9 Distance Measures in Data Science
Many algorithms, whether supervised or unsupervised, make use of distance measures. These measures, such as euclidean distance or cosine similarity, can often be found in algorithms such as k-NN, UMAP, HDBSCAN, etc.
Understanding the field of distance measures is more important than you might realize. Take k-NN for example, a technique often used for supervised learning. As a default, it often uses euclidean distance. By itself, a great distance measure.
However, what if your data is highly dimensional? Would euclidean distance then still work? Or what if your data consists of geospatial information? Perhaps haversine distance would then be a better alternative!
Knowing when to use which distance measure can help you go from a poor classifier to an accurate model.
In this article, we will go through many distance measures and explore how and when they best can be used. Most importantly, I will be talking about their disadvantages so that you can recognize when to steer clear of certain measures.
NOTE: For most distance measures long elaborate papers could and have been written on their use-cases, advantages, and disadvantages.
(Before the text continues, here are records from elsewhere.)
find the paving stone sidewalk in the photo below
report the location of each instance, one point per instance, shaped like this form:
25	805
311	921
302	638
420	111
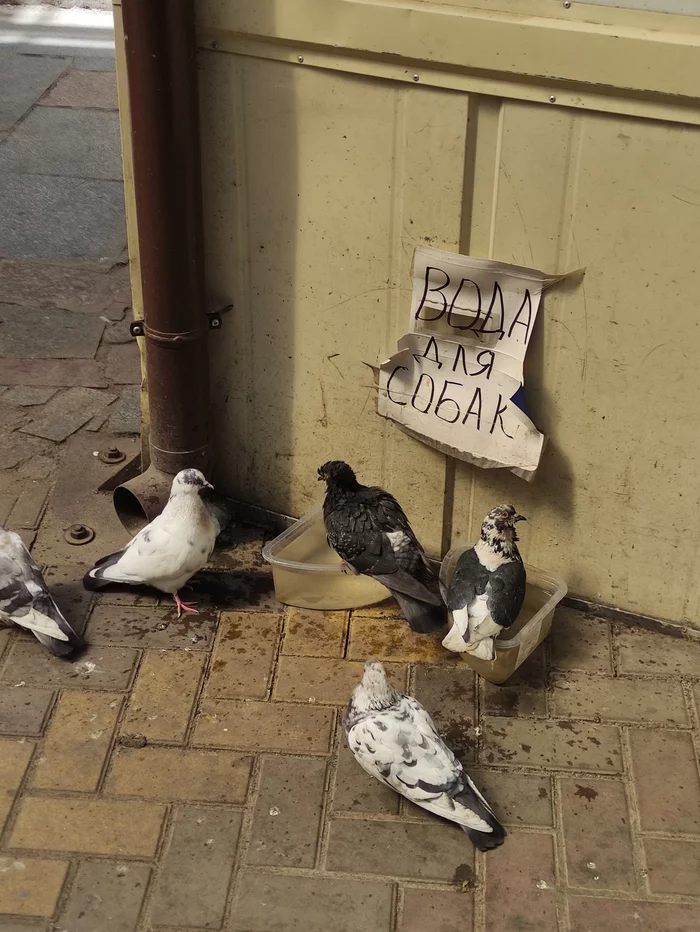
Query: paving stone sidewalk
190	774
I will try to cover as much as possible but may fall short! Thus, consider this article a global overview of these measures.
1. Euclidean Distance
We start with the most common distance measure, namely Euclidean distance. It is a distance measure that best can be explained as the length of a segment connecting two points.
The formula is rather straightforward as the distance is calculated from the cartesian coordinates of the points using the Pythagorean theorem.
Disadvantages: Although it is a common distance measure, Euclidean distance is not scale in-variant which means that distances computed might be skewed depending on the units of the features. Typically, one needs to normalize the data before using this distance measure.
Moreover, as the dimensionality increases of your data, the less useful Euclidean distance becomes. This has to do with the curse of dimensionality which relates to the notion that higher-dimensional space does not act as we would, intuitively, expect from 2- or 3-dimensional space. For a good summary, see this post.
Use Cases: Euclidean distance works great when you have low-dimensional data and the magnitude of the vectors is important to be measured. Methods like kNN and HDBSCAN show great results out of the box if Euclidean distance is used on low-dimensional data.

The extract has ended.